The music is slow and monolithic, brutal in ways that are hard to explain. The riffs are, of course, crushing–whether it is a low rumble or a sweltering static that hangs in the air, the guitars create quite the sweltering atmosphere.

The bass is like its own separate entity such are its monstrous tones. Music this slow requires drumming that is engaging but also needs to remain a stalwart foundation to hold up all this massive music.  Their drummer, B.C., handles all this with apparent ease.

The clean parts of the music offer no respite as they are a bridge that connects all this darkness together. 

Of the seven tracks, the four longer ones make up the meat of the album. In between these harrowing dirges, interludes of cosmic horror fill up the liking passages.

The first full song is the gigantic title track. Brackish waves of doom reverberate from the guitars as disgustingly effective death growls seep in between the heavy notes. The drums compliment the slow pace by allowing themselves to create rising action that ends in a huge riff, brutal vocal or staggering bass line.

Around the eight minute mark, eerie synths take over the atmosphere, flooding the space with dangerous and alien tones. This part works well, a testament to the band's ability to keep the feel and themes of the song, and the others, on the same level even when they switch up the playing styles.

Beyond The Event Horizon” is a scary track that unnerved me but I wouldn't have it any other way. The way the band grabs hold of these cosmic horrors and steers them in such disturbing directions is fantastic.

This song is slightly faster, offering a more riff based structure rather than more distorted textures. It's still cavernous, cold, and permeating with unknown dangers. The lead guitar offers what amounts to melody for this band—it is another layer of bleakness. After the four minute mark, clean tones and a rousing drum performance creep the evil along through a stalking maze. 
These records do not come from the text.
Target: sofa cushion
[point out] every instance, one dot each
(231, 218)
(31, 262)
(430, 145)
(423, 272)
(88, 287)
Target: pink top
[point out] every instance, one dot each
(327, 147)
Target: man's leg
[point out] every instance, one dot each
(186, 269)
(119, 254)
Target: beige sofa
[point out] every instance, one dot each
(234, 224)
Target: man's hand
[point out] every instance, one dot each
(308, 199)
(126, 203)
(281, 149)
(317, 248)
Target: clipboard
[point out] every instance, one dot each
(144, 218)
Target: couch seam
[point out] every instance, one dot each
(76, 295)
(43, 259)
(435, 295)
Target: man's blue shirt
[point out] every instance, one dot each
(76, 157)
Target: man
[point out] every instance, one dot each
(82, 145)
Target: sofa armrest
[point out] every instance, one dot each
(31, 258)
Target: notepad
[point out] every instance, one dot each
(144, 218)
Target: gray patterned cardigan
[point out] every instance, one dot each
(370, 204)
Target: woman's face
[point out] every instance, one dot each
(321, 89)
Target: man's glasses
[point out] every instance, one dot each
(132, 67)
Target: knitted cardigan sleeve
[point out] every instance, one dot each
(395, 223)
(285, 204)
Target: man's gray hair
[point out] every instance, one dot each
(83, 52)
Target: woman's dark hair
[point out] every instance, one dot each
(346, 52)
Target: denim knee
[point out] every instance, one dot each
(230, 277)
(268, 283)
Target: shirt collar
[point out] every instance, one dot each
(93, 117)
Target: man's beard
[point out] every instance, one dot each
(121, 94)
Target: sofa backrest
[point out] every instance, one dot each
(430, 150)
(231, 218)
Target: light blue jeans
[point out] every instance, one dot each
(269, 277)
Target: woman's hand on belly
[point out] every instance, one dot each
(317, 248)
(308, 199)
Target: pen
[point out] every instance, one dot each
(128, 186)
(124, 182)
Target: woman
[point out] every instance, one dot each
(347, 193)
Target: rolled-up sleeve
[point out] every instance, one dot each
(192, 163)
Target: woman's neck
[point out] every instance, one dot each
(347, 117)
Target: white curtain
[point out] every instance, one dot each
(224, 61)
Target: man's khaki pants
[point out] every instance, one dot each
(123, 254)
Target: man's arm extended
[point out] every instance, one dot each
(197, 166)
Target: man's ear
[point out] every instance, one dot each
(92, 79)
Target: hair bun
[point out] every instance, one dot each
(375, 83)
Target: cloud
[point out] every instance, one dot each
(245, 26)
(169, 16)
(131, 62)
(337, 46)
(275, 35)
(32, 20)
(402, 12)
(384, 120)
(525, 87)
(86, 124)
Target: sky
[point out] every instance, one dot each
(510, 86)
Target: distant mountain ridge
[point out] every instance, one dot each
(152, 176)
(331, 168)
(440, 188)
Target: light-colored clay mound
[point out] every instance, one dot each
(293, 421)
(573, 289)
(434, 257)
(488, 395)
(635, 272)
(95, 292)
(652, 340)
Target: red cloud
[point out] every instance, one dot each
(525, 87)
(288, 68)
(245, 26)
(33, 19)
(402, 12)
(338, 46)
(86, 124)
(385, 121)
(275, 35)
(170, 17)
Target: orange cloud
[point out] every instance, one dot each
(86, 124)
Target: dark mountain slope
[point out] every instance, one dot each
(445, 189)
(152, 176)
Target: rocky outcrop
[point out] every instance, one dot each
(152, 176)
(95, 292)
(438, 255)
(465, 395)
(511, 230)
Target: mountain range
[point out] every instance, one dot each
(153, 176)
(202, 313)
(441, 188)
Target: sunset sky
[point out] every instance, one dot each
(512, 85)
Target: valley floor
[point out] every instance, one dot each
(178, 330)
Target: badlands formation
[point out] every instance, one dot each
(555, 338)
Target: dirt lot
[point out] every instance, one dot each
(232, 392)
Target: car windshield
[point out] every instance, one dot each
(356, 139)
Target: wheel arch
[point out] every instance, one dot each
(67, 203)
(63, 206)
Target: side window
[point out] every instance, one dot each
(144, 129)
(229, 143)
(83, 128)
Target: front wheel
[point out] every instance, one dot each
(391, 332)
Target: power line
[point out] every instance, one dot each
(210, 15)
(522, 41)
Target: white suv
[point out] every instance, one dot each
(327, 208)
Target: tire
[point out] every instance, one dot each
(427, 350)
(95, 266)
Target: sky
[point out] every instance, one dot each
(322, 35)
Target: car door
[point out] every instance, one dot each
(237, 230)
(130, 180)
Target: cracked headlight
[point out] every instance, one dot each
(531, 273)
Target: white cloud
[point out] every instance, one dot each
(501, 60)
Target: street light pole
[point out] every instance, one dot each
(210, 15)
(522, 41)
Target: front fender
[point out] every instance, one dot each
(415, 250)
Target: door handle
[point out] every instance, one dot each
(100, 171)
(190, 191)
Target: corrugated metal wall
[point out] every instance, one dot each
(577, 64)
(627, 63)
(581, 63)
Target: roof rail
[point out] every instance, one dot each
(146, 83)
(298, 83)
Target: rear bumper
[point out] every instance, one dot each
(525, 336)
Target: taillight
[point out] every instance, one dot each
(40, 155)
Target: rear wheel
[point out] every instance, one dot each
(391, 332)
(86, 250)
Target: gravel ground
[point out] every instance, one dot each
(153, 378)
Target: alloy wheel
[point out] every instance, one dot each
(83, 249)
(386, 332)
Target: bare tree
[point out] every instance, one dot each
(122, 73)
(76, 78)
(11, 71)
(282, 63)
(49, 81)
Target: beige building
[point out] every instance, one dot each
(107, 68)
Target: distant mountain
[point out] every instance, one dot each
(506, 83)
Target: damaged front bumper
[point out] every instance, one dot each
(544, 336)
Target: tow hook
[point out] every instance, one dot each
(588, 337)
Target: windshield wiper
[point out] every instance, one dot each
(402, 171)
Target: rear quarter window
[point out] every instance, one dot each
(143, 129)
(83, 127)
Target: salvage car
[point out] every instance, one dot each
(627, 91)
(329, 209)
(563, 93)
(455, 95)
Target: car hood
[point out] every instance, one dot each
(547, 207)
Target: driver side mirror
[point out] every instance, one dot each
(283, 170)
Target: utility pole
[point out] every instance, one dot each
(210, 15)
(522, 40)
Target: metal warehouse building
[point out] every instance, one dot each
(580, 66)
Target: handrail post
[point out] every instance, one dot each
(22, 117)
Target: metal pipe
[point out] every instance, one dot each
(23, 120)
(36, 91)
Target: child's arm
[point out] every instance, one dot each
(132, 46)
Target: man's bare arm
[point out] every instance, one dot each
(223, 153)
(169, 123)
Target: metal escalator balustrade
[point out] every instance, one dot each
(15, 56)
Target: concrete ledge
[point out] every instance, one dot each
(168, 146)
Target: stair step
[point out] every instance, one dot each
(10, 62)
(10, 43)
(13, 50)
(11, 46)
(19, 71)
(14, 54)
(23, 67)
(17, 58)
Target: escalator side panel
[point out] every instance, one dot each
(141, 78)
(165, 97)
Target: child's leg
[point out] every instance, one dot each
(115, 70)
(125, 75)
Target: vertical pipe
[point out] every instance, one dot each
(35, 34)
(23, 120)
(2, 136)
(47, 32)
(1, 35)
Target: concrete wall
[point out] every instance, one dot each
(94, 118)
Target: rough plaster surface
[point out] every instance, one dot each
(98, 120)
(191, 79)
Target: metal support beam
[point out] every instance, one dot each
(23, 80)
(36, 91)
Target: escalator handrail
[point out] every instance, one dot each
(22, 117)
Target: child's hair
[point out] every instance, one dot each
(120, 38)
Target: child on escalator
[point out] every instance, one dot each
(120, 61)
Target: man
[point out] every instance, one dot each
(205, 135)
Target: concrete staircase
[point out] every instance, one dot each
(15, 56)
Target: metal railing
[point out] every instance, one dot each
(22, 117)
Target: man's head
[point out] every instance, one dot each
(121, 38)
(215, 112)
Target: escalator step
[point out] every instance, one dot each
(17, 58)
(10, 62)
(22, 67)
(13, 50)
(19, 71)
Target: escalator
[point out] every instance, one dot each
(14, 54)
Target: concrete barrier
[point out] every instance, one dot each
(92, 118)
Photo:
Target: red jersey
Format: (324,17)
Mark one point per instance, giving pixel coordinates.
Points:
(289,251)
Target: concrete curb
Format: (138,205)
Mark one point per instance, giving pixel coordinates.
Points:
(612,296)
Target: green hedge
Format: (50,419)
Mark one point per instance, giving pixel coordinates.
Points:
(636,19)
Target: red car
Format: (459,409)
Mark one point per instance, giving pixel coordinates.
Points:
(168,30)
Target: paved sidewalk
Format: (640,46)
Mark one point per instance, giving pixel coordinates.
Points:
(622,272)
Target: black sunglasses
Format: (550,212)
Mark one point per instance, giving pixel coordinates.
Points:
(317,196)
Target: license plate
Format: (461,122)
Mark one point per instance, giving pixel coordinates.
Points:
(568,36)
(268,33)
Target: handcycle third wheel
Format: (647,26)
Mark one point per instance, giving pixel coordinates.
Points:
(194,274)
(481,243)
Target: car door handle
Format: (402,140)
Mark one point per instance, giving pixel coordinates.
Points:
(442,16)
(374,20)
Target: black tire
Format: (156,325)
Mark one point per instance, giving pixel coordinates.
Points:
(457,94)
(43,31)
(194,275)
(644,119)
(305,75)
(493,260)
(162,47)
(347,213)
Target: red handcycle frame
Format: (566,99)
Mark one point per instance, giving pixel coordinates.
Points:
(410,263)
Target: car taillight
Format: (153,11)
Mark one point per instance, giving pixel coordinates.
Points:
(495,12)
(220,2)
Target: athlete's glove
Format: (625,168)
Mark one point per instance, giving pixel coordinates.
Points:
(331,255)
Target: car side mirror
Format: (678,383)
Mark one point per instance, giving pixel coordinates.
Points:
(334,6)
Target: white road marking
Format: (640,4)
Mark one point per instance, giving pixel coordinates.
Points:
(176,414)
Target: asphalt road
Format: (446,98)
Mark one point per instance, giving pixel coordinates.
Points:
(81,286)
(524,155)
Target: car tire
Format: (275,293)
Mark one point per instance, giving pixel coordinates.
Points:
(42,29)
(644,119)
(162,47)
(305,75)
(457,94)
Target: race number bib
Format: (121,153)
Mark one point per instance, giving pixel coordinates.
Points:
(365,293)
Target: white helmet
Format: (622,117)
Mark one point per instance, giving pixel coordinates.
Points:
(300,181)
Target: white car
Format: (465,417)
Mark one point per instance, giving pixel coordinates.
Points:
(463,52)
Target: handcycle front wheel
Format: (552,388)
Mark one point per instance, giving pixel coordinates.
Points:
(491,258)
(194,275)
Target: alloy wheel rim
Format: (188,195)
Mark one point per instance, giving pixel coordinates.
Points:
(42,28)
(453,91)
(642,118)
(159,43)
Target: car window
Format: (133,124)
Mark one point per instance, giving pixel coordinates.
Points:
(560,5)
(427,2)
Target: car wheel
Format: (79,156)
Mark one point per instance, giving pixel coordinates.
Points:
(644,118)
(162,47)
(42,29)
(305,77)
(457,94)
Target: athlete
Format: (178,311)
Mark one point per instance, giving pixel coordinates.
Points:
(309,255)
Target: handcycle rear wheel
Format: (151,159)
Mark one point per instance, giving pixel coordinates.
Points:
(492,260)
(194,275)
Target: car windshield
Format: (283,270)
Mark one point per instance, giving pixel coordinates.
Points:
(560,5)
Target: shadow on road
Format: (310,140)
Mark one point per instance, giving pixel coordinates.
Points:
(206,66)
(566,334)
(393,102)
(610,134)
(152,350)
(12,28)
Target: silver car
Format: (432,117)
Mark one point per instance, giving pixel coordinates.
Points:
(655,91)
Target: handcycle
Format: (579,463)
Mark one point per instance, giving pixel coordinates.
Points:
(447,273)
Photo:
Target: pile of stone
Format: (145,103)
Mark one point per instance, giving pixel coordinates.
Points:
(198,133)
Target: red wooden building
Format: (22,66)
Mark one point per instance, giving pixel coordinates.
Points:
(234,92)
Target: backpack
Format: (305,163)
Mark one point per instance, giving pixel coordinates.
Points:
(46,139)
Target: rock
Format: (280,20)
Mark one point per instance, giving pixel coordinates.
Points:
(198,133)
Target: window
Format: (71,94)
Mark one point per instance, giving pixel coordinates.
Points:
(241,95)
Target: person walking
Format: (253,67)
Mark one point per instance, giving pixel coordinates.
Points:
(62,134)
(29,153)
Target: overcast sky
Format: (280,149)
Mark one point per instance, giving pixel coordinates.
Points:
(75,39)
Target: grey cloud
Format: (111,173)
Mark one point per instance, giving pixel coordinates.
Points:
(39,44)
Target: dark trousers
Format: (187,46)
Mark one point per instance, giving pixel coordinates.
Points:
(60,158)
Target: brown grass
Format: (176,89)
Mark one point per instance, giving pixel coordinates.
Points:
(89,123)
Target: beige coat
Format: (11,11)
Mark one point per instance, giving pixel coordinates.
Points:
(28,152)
One of the more adventurous and layered songs is “Crystallized Oblivion.” Its use of synths/keys brings it to another level, a new fear unlocked through the music of quiet desperation. At times the synths are subtle, other times they lead this doomed path. The vocals and drums slither their way through this nightmarish world, giving the guitars and synths plenty of room to work.

After the five minute mark, the music gets pretty out there in terms of psychosis horror. The music is clean at first, the keys being used to subtly drive me mad. The vocals creep back in, the bass begins to smother as the doom and synths become one.

The last full-length song is “Forgotten” but it won’t soon leave you.  This grimy, doomed ode to misery is everything I like about this style.  The bass is so deep, it's almost overpowering.  The riffs are so low they sink down into the muck, touching the edges of hell.  The vocal performance is among the best on the album, just truly hideous in the best way.  

All in all, this is a very surprising debut that seemed to come out of nowhere–but will definitely leave its clawed mark on many ears this year.  Any fan of extreme doom will be missing out if they let “Fatal Cosmic Wound” pass them by.